The Spine Journal
Volume 9, Issue 7, July 2009, Pages 551-555

Effect of intervertebral disc height on postoperative motion and clinical outcomes after Prodisc-C cervical disc replacement

Chan W.B. Peng MD, a, , Martin Quirnoa MDa, John A. Bendo MDa, Jeffrey M. Spivak MDa and Jeffrey A. Goldstein MDa

aDepartment of Orthopaedic Surgery, NYU Hospital for Joint Diseases, 301 East 17th Street, New York, NY 10003, USA

Received 6 October 2008; accepted 20 March 2009. Available online 17 May 2009.



Background context

Cervical total disc replacement (TDR) is an emerging technology. However, the factors that influence postoperative range of motion (ROM) and patient satisfaction are not fully understood.

Purpose

To evaluate the influence of pre- and postoperative disc height on postoperative motion and clinical outcomes.

Study design/setting

Retrospective review of patients enrolled in prospective randomized Food and Drug Administration (FDA) trial.

Patient sample

One hundred sixty-six patients with single-level ProDisc-C arthroplasty performed were evaluated.

Outcome measures

ROM and clinical outcomes based on Neck Disability Index (NDI) and Visual Analog Scale (VAS) were assessed.

Methods

Preoperative and postoperative disc height and ROM were measured from lateral and flexion-extension radiographs. Student t test and Spearman's rho tests were performed to determine any correlation or “threshold” effect between the disc height and ROM or clinical outcome.

Results

Patients with less than 4 mm of preoperative disc height had a mean 1.8° increase in flexion-extension ROM after TDR, whereas patients with greater than 4 mm of preoperative disc height had no change (mean, 0°) in flexion-extension ROM (p=.04).

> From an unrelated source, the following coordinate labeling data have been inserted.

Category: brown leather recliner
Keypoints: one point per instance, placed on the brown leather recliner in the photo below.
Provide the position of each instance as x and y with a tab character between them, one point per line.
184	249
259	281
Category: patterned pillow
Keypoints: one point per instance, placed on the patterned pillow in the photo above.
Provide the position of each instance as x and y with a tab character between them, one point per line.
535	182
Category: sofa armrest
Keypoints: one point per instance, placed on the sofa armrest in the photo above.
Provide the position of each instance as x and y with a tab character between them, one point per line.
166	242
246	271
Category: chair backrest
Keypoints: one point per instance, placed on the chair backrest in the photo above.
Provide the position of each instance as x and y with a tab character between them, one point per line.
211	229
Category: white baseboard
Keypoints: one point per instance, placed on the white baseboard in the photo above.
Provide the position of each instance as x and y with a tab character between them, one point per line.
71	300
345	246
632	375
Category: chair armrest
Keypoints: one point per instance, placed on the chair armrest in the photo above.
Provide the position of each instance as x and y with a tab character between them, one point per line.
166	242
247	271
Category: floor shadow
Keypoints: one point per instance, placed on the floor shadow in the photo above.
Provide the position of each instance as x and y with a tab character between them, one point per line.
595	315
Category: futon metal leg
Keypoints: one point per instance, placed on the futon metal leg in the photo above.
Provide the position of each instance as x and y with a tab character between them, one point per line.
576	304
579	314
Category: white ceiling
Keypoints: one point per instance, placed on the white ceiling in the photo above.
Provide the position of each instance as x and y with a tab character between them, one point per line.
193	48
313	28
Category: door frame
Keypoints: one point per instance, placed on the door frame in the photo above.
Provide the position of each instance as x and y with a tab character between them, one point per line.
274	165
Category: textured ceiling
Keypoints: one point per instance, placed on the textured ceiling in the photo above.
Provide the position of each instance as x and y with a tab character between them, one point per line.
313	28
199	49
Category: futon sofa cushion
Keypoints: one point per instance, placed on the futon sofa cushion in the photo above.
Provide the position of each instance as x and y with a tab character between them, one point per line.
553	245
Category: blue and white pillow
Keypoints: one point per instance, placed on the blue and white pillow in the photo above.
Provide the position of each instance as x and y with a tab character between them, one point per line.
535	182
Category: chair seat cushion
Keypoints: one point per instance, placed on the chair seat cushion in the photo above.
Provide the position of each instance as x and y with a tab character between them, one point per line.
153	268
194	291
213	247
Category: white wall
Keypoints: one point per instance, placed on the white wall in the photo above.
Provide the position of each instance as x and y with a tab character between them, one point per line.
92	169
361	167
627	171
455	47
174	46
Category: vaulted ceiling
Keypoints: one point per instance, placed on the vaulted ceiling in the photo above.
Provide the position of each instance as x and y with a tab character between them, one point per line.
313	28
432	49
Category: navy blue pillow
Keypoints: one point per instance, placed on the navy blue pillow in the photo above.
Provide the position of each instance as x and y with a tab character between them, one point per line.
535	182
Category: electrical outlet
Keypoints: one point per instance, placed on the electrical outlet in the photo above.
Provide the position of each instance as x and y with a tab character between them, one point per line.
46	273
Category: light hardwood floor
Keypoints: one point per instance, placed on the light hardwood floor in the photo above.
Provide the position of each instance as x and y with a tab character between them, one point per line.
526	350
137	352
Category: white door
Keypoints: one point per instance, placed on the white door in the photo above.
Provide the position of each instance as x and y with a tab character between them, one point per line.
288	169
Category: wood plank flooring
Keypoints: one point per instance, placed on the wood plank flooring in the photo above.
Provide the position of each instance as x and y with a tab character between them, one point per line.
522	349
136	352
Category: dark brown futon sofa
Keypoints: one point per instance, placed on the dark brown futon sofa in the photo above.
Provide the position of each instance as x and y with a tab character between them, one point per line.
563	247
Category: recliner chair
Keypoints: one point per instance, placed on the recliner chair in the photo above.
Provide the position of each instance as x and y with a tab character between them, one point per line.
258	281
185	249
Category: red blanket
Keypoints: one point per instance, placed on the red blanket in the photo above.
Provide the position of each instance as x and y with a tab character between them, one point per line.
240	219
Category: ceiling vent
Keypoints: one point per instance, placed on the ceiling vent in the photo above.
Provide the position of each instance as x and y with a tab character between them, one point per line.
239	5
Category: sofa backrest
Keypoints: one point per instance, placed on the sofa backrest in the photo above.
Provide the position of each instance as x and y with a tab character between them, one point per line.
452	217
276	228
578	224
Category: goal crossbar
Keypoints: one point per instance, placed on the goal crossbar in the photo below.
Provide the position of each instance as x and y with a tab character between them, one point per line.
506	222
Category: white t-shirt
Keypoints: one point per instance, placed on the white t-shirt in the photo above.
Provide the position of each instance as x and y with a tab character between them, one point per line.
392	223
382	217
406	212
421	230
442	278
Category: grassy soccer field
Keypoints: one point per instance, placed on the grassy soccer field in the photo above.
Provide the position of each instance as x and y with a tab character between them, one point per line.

Patients with greater than 5 mm of postoperative disc height have significantly higher postoperative flexion-extension ROM (mean, 10.1°) than those with less than 5 mm disc height (mean, 8.3°, p=.014). However, patients with greater than 7 mm of postoperative disc height have significantly lower postoperative lateral bending ROM (mean, 4.1°) than those with less than 7 mm disc height (mean, 5.7°, p=.04). It appears that the optimal postoperative disc height is between 5 and 7 mm for increased ROM on flexion extension and lateral bending. There was a mean improvement of 30.5 points for NDI, 4.3 points for VAS neck pain score, and 3.9 points for VAS arm pain score (all p<.001). No correlation could be found between clinical outcomes and disc height. Similarly, no threshold effect could be found between any specific disc height and NDI or VAS.

Conclusion

Patients with greater disc collapse of less than 4 mm preoperative disc height benefit more in ROM after TDR. The optimal postoperative disc height range to maximize ROM is between 5 and 7 mm. This optimal range did not translate into better clinical outcome at 2-year follow-up.